Climate Change and Women in South Asia: A Review and Future Policy Implications


Patel, Sangram Kishor, Gopal Agrawal, Bincy Mathew, Sunita Patel, Biswajit Mohanty, and Abhishek Singh. 2019. "Climate Change and Women in South Asia: A Review and Future Policy Implications." World Journal of Science, Technology and Sustainable Development 17 (2): 145-66.

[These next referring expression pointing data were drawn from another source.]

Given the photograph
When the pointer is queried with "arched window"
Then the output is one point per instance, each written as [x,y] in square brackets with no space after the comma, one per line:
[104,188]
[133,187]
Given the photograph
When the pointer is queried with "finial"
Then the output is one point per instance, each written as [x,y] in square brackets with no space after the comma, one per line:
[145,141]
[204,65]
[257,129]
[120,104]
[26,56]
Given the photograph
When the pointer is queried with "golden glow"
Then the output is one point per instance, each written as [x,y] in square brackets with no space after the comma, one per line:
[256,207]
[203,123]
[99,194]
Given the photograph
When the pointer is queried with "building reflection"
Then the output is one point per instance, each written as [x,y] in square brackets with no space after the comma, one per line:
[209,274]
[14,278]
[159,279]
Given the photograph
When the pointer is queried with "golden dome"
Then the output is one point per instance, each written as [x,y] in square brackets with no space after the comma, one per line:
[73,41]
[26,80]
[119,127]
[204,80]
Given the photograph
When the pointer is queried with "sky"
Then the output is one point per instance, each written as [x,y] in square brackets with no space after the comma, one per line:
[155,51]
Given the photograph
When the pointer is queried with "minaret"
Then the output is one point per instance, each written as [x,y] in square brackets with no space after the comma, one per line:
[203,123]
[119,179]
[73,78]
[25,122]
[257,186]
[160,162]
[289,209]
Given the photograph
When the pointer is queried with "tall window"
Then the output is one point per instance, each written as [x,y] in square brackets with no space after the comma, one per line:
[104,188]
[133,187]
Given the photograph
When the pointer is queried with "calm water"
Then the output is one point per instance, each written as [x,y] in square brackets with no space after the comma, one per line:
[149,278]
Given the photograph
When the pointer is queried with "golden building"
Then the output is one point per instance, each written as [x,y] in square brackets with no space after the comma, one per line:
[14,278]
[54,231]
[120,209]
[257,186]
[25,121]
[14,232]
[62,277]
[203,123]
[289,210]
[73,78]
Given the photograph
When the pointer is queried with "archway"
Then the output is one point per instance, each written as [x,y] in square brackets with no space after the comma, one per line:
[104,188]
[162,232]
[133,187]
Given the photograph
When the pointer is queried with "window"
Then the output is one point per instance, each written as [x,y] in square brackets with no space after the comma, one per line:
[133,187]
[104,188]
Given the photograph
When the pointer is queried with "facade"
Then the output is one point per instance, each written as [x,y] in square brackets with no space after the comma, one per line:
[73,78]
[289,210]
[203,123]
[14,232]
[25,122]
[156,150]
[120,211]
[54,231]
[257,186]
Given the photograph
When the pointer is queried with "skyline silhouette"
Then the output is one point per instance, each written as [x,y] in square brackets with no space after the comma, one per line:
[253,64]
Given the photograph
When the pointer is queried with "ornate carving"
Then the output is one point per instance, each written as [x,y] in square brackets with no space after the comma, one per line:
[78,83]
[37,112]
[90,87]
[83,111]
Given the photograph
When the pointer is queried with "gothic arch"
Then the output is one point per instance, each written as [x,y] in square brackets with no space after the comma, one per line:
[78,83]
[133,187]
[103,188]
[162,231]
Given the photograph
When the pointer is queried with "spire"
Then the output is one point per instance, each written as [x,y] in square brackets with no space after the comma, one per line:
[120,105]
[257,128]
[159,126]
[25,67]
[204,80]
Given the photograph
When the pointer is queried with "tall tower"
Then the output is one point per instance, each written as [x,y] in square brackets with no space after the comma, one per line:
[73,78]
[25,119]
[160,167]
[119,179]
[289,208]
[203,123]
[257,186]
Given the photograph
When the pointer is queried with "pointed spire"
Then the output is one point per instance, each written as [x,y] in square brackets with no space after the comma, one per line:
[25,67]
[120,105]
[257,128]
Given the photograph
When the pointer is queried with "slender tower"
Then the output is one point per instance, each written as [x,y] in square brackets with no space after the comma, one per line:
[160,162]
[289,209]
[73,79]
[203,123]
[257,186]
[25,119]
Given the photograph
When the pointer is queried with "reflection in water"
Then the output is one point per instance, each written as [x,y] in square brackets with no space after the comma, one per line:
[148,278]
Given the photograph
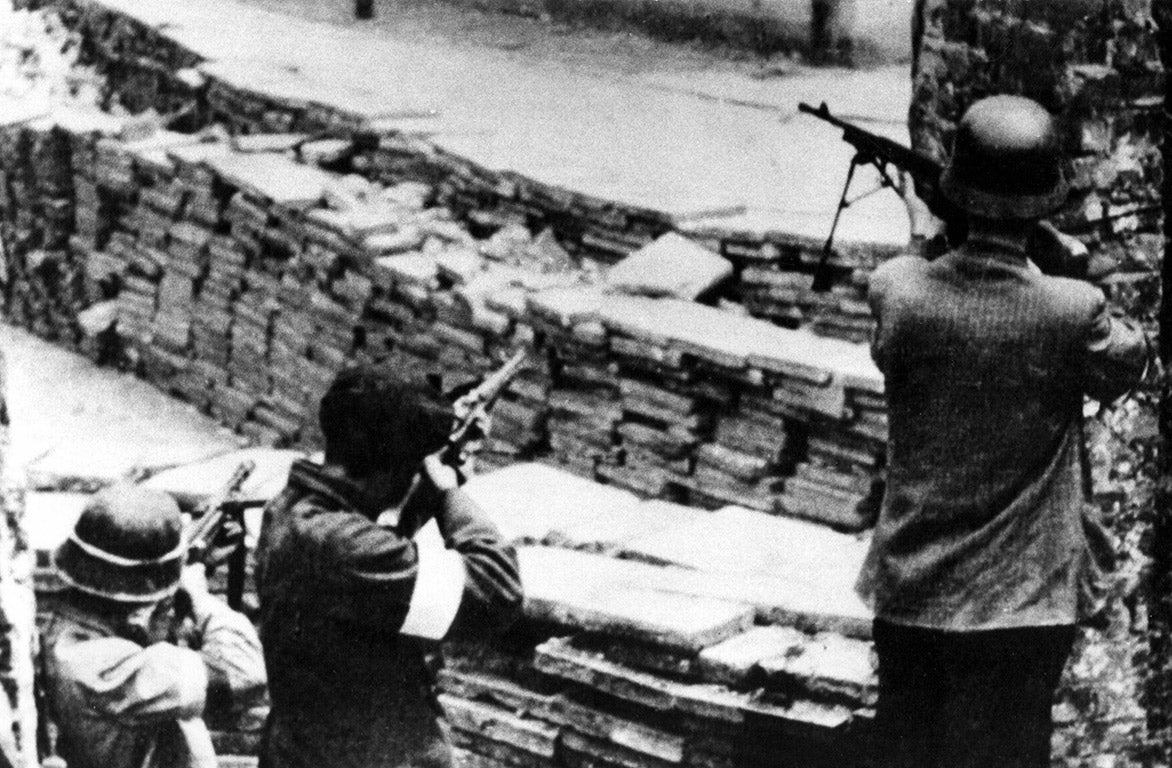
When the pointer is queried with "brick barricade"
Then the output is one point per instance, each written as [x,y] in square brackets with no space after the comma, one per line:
[243,285]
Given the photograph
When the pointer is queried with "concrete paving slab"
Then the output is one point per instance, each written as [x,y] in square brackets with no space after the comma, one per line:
[60,401]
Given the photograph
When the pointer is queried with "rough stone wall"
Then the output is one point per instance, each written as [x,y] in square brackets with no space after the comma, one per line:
[1098,65]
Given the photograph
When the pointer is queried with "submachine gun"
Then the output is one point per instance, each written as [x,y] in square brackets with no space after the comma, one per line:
[1054,252]
[226,505]
[471,410]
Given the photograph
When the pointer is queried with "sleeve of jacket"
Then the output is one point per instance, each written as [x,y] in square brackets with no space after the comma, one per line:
[232,654]
[136,685]
[877,289]
[490,593]
[1116,354]
[377,569]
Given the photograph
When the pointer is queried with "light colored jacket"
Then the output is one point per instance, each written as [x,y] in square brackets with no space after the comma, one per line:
[120,705]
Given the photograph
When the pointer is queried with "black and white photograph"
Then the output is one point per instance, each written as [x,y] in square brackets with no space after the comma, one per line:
[585,384]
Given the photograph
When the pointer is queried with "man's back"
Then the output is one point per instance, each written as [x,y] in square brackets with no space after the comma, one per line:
[346,691]
[986,364]
[339,596]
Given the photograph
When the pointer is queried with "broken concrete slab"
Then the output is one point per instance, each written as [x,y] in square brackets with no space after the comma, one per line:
[532,501]
[669,266]
[765,544]
[48,520]
[612,599]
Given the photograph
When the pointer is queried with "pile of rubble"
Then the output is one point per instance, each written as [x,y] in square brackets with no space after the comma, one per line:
[234,274]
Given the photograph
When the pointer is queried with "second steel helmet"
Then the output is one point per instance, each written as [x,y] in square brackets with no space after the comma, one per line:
[1007,161]
[127,546]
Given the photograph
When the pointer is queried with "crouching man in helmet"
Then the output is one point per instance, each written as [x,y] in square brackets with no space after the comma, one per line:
[120,693]
[978,559]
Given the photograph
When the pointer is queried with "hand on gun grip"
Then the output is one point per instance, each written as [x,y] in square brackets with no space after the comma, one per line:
[442,475]
[227,539]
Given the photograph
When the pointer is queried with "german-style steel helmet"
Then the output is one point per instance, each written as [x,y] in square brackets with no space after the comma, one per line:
[1007,161]
[125,546]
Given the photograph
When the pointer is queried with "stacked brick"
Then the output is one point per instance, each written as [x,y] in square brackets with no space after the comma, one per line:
[1103,69]
[776,266]
[244,281]
[592,700]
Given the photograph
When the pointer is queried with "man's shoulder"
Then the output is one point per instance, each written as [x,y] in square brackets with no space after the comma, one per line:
[1075,300]
[904,265]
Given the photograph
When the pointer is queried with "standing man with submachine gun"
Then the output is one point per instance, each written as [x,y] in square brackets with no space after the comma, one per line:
[937,218]
[983,550]
[348,602]
[118,692]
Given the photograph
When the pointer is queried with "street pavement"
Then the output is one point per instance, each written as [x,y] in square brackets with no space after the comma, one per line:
[685,138]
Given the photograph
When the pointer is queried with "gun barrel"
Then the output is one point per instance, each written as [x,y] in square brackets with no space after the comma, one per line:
[204,529]
[490,388]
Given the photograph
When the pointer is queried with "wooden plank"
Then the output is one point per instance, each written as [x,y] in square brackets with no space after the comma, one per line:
[764,544]
[531,735]
[826,603]
[558,658]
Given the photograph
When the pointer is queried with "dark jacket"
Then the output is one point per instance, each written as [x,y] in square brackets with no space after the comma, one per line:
[348,685]
[987,362]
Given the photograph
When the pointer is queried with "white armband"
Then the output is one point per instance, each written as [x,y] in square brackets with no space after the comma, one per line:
[438,591]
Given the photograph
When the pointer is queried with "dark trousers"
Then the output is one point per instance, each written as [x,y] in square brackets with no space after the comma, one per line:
[967,699]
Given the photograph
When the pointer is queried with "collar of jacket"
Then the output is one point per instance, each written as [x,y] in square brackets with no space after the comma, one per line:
[313,478]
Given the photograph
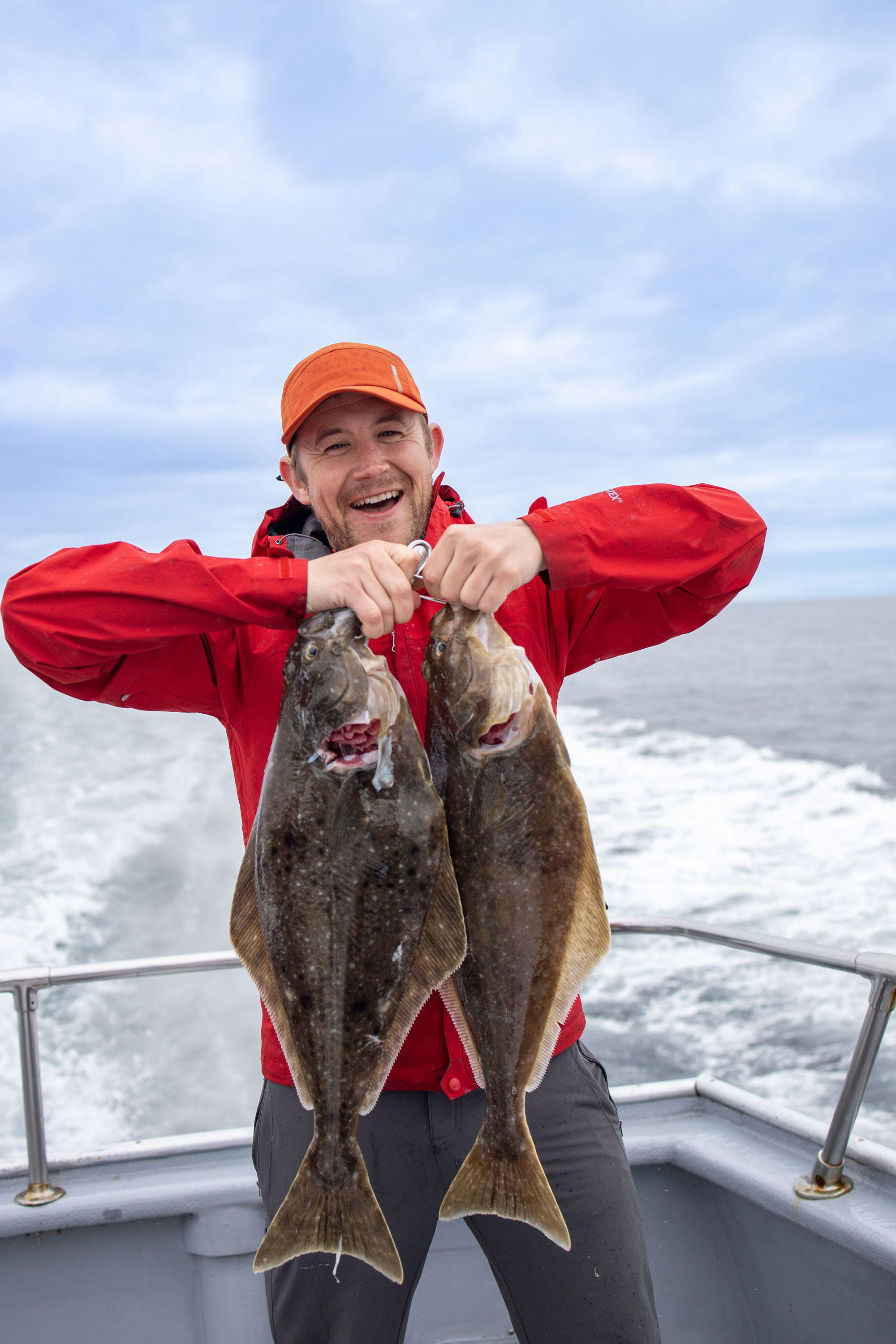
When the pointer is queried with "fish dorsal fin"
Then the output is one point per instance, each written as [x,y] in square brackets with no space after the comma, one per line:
[452,1002]
[440,952]
[587,943]
[249,944]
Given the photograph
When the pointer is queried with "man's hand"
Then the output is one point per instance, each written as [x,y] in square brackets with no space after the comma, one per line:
[480,565]
[373,578]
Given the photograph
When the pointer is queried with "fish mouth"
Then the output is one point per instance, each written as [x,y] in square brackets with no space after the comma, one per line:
[353,746]
[499,734]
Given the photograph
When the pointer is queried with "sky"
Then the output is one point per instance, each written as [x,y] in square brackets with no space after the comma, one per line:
[614,244]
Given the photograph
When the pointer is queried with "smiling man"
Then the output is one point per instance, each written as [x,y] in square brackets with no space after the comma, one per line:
[589,580]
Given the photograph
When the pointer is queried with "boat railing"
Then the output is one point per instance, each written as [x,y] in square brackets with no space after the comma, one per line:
[825,1180]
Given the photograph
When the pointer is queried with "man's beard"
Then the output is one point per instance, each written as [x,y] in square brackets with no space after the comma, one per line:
[342,535]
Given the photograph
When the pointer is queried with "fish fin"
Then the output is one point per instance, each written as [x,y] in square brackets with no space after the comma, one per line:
[452,1002]
[508,1187]
[318,1218]
[440,952]
[249,944]
[587,943]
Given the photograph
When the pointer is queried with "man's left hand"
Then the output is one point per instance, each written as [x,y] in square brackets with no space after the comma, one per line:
[478,565]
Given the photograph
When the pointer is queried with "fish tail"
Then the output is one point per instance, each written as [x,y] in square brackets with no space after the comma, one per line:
[346,1221]
[511,1187]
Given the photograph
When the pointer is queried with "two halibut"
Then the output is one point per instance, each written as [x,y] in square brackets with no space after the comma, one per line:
[531,893]
[347,917]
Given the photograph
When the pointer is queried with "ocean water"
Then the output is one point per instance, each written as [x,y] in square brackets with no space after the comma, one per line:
[741,776]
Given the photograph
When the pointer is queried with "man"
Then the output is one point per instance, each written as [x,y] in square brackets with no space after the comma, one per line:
[603,576]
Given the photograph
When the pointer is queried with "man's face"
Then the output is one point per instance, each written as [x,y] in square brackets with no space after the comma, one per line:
[366,470]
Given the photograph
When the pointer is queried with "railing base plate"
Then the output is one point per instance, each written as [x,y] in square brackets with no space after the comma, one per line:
[806,1189]
[35,1195]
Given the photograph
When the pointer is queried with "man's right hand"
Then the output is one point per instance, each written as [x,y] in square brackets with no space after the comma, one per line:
[373,578]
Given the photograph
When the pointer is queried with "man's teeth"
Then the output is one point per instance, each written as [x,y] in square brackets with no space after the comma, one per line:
[377,499]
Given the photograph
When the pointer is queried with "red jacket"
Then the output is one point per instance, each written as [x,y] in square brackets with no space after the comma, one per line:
[197,633]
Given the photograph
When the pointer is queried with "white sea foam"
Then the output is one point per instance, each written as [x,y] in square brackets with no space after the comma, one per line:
[121,838]
[727,834]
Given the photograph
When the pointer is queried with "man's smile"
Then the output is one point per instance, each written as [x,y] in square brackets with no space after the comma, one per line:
[379,504]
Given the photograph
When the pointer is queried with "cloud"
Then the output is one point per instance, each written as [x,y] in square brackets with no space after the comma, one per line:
[781,115]
[612,244]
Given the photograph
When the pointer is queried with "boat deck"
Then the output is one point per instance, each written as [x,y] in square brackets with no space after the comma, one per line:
[154,1241]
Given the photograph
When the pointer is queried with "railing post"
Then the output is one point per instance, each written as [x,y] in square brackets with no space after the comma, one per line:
[39,1190]
[827,1179]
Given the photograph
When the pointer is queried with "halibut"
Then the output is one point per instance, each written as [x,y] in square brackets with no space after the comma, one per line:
[528,878]
[346,916]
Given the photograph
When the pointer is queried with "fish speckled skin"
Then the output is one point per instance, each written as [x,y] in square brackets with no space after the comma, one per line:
[347,917]
[528,879]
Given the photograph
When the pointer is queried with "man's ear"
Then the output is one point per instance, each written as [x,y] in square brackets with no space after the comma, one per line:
[288,472]
[439,444]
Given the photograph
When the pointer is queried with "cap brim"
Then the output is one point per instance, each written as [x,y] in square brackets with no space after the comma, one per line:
[383,394]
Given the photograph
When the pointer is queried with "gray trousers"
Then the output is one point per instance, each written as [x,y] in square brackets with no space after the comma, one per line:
[414,1144]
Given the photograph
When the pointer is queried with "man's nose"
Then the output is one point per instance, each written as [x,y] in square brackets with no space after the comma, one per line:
[371,459]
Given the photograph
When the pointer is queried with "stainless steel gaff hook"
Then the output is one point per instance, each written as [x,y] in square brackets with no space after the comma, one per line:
[424,550]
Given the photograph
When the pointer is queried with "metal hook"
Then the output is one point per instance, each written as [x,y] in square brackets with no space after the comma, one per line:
[424,550]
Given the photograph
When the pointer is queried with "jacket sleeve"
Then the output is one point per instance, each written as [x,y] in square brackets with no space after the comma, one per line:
[105,623]
[634,566]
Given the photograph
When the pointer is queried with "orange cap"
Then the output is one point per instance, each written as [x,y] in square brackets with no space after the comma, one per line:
[347,367]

Authors: Sangram Kishor Patel, Gopal Agrawal, Bincy Mathew, Sunita Patel, Biswajit Mohanty, Abhishek Singh


Purpose: South Asian region is a focal point owing to its vulnerabilities to climate-sensitive diseases, dependence on climate-sensitive livelihoods, projected levels of crop decline in the region, and high rates of poverty and malnutrition. Women are particularly vulnerable to climate change and this affects women disproportionately during different extreme events. The purpose of this paper is to understand the issue of climate change and its impact, and climate resilience among women in South Asia. Further, it also identifies the gaps and suggests future policy implications. 
Design/methodology/approach: Climate change is increasingly being recognised as an alarming issue and the present review is important when South Asian countries are facing the brunt of climate change impacts. This paper tries to understand the issue by review of the literature and conceptual framework methodology. To understand women’s vulnerability due to climate change and its aftermath, the authors conducted both offline and online desk reviews for this study. 
Findings: The findings of this study show a clear linkage between climate change and women’s vulnerabilities in South Asia. Climate change has significant socio-economic impacts on women, and it affects them disproportionately in various domains of agriculture, livelihood, food security, both physical and mental health, water and sanitation in the South Asia region. 
Practical implications: The paper also highlights that the programmes that aim at combating the effects of climate change require a gender-sensitive approach so that climate change does not obstruct the development and reduction of poverty in the region. 
Social implications: The findings of this paper will add value in helping families to come out of poverty by undertaking adaptive measures with proactive assistance from the government and grassroots level organisations. 
Originality/value: The present study also advocates for more gender- and climate-sensitive measures from governments, and implementation of intervention- and evidence-based research in the South Asian countries.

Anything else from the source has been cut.